The next generation for stars shined under the bright lights on the stage at Who’s #1. The purpose of this event is to highlight the top prospects coming up in the rankings, and they certainly did not disappoint.
There are many things to discuss after Who’s #1, but I’ll start with the obvious topics that stood out to me that night in The Hangar. Here are my four takeaways from the 2020 edition of Who’s #1:
Roberto & Victor Have Arrived
For some reason, people continue to doubt first-year black belts, as if there is going to be some extended period necessary for them to succeed at this level. The evidence suggests otherwise, though.

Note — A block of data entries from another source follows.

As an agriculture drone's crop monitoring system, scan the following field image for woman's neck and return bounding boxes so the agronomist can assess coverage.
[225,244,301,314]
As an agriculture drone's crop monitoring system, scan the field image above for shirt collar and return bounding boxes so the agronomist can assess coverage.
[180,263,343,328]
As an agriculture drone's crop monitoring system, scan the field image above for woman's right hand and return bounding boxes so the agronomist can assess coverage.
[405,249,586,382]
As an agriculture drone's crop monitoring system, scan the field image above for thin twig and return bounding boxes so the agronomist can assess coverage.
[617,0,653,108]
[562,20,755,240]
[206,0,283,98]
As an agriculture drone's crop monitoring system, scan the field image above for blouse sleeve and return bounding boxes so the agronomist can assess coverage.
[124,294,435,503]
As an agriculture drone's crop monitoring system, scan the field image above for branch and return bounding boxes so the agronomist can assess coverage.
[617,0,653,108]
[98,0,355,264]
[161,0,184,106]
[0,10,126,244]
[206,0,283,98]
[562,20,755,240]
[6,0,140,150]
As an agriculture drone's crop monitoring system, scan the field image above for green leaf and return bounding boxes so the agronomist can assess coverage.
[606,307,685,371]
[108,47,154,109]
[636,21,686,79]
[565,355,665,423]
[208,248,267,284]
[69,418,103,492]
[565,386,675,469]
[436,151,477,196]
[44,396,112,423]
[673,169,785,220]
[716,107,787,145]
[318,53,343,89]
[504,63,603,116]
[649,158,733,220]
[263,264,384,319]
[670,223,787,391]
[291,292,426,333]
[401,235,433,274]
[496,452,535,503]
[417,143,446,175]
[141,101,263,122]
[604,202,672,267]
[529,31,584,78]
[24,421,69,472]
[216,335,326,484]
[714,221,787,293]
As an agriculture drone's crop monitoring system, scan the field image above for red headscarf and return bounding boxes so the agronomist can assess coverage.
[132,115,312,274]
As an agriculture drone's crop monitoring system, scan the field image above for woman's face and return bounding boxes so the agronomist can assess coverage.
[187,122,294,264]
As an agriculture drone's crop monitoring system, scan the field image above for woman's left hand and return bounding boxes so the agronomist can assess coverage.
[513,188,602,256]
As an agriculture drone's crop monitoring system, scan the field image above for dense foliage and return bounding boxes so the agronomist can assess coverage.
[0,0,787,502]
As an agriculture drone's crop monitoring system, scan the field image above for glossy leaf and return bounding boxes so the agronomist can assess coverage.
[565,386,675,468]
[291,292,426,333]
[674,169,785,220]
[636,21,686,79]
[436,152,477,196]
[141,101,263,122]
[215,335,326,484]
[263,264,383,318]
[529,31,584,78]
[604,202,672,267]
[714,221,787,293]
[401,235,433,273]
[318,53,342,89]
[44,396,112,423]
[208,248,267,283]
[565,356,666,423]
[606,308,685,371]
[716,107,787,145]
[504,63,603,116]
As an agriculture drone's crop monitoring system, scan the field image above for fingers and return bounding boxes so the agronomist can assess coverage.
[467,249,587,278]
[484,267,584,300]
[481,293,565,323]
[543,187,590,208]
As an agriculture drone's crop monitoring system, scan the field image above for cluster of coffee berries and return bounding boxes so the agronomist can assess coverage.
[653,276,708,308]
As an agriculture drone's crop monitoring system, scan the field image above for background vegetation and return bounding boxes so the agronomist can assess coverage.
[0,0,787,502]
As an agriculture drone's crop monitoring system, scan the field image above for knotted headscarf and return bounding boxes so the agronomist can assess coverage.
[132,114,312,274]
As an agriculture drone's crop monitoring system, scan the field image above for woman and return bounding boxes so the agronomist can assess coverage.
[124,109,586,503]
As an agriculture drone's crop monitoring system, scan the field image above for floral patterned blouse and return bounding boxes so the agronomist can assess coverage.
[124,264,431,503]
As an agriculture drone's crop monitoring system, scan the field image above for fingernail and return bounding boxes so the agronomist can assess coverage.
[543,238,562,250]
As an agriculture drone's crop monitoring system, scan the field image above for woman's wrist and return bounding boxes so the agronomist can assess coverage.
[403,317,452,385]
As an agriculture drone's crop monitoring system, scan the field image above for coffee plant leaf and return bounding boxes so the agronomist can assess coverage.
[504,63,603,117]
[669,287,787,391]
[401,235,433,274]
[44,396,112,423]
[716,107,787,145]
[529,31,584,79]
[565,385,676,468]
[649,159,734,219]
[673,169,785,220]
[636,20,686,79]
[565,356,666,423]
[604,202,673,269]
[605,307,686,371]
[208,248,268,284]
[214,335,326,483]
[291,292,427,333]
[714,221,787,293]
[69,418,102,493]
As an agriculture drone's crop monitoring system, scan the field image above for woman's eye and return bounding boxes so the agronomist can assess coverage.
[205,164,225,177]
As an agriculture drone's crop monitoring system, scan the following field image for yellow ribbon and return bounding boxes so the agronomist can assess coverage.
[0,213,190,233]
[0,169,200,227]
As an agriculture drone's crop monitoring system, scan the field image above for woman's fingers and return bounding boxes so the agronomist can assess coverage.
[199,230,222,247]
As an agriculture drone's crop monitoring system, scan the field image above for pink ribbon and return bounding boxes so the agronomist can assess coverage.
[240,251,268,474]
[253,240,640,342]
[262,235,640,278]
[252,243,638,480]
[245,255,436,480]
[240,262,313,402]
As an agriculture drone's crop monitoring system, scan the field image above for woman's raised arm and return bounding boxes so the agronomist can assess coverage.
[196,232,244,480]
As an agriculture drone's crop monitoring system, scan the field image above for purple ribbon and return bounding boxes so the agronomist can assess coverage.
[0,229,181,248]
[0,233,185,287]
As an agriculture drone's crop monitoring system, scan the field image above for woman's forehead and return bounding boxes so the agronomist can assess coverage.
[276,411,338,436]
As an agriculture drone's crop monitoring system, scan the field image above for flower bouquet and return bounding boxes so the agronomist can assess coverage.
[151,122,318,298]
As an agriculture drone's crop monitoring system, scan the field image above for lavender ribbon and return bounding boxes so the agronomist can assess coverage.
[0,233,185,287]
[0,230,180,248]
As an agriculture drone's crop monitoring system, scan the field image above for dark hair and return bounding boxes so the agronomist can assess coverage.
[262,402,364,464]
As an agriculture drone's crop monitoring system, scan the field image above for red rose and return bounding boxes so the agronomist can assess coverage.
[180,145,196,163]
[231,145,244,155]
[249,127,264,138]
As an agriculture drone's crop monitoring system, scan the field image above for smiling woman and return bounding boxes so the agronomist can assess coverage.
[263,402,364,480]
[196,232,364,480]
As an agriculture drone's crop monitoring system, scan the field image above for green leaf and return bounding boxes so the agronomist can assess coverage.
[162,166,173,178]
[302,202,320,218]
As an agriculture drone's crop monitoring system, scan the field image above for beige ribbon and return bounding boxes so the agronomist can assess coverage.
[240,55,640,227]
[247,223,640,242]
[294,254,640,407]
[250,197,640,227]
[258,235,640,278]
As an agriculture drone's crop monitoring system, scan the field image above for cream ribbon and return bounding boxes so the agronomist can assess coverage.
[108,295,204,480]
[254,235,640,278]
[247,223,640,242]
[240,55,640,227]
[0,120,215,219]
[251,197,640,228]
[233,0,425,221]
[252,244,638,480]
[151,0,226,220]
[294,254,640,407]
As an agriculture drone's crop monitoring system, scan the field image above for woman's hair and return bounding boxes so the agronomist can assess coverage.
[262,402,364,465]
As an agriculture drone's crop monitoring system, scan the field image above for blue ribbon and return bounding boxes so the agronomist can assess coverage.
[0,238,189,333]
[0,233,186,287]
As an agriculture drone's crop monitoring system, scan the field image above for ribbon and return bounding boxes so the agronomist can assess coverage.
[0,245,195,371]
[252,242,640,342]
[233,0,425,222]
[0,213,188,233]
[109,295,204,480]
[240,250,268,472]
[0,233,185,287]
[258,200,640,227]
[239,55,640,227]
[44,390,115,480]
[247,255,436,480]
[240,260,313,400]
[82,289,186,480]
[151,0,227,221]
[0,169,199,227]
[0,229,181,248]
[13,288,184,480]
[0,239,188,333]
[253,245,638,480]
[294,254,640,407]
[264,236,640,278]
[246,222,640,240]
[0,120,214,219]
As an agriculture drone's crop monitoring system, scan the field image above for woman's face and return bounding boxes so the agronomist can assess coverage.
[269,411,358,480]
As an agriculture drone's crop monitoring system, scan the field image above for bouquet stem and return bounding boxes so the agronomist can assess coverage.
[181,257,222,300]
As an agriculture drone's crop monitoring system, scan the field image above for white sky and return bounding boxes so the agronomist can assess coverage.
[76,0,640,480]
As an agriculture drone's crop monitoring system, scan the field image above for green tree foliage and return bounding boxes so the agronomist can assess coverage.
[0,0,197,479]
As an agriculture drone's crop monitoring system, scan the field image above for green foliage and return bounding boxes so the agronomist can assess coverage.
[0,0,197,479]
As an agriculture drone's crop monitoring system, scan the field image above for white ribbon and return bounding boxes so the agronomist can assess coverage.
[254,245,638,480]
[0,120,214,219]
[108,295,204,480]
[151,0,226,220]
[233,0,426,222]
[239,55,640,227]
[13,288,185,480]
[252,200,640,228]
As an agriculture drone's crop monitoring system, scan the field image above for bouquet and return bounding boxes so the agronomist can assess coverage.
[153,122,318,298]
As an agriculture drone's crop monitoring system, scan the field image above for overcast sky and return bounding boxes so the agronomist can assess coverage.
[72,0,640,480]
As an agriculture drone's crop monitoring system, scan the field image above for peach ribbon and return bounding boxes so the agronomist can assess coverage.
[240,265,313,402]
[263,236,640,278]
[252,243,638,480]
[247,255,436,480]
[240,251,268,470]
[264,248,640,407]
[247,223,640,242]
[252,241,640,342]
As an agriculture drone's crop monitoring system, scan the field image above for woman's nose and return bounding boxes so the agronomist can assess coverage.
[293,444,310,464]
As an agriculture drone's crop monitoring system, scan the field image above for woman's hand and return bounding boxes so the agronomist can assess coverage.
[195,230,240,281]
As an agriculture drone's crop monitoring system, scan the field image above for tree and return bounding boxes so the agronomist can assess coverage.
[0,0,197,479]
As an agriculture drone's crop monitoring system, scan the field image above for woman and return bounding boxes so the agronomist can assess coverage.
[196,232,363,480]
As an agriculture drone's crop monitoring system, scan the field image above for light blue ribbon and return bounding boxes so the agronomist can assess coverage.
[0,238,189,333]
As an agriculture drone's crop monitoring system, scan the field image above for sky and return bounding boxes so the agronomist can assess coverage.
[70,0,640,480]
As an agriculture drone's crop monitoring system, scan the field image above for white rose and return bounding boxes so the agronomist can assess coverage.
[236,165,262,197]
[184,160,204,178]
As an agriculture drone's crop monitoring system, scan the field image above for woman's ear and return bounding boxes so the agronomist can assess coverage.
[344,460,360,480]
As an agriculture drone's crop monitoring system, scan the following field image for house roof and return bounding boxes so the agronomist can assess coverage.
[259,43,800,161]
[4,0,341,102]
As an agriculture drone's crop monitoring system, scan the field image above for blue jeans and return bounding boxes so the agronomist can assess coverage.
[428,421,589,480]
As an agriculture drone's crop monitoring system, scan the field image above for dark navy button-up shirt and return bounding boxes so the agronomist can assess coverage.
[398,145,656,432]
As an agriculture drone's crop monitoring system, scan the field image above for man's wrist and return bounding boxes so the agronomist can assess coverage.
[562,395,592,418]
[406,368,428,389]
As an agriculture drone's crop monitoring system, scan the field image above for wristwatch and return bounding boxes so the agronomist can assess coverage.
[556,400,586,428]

We see it every year new black belts taking out a legend; Levi defeating Lepri in 2019 is a prime example.
I told everyone that Thalison would beat Bruno and nobody took that seriously — no surprise another first-year black belt defeated an icon at Euros when Thalison took out Bruno in the quarters.
Watch: Victor Hugo Defeats Meregali
Now it was the turn for Roberto Jimenez and Victor Hugo to make their statement, and what better place than up on the stage at Who’s #1? The pair are both heralded prospects, having won the Worlds open class at the colored belts previously.
First Roberto took out 2020 European champion Keenan Cornelius in his first black belt match, then Victor took out the P4P #3 and top-ranked super-heavyweight in two-time world champ Nicholas Meregali. What a night for both athletes and their black belt divisions have been put on notice.
The Hype Is Real With Micael Galvao
We’ve long heard about a terror coming out of Manaus, a teenage prodigy by the name of Micael Galvao. The 16-year-old, who trains under his father Melqui at the Dream Art Project in Manaus, won the double grand slam in 2019 as a juvenile blue belt with over 100 submissions in the year.
Recently promoted to purple belt, Micael and his father chose for him to skip a second year as a juvenile blue belt and not be eligible for IBJJF competition this year. Micael can fight the world's best purple belts at superfights, however, and fourth-ranked Mateus Rodrigues stepped up to give him his first real test at the adult level.
Micael survived an early scare from Mateus, nearly giving up a pass and back take before scrambling to get a back take of his own. He finished Mateus with an RNC across the jaw once on the back, proving to the world that the hype is real and he is here to stay.
Atos Are The Kings Of California
The Atos team went eight for 10 at Who’s #1 on their home turf, with Atos HQ winning all four matches and Art of Jiu Jitsu accounting for four more wins. All four wins by AOJ were submissions, accounting for four out of the six submission wins at the event.
Watch: Cole Abate Gets The Sub
AOJ brown belts Jessa Khan and Tainan Dalpra both won by submission, with Daplra declaring after that he is ready to face an elite black belt at his next event. Khan has also previously declared this wish, both athletes are currently the top-ranked at their weights and unable to be promoted to black belt based on time requirements.
The juveniles from Atos impressed as well, with Tye Ruotolo taking out the top-ranked adult at his weight when he defeated Jhonathan Marques by referee decision. AOJ juvenile one athletes Cole Abate and Gustavo Ogawa also won by submissions in there match and were in control from start to finish.
The event was a great success, with universally positive feedback from fans, athletes, and coaches. We invited only athletes we knew would put on a show, and they did not disappoint, with only two referee decisions on the entire night and over a third of the matches ending in submission.
If you want to get on the next event, and there will be more coming soon; the process is simple. Fight your way up the FloGrappling rankings, but do it in an exciting way. If you’re an athlete who takes double guard pull penalties or spends entire matches in 50/50, that might get you wins, but nobody is going to pay to see you compete.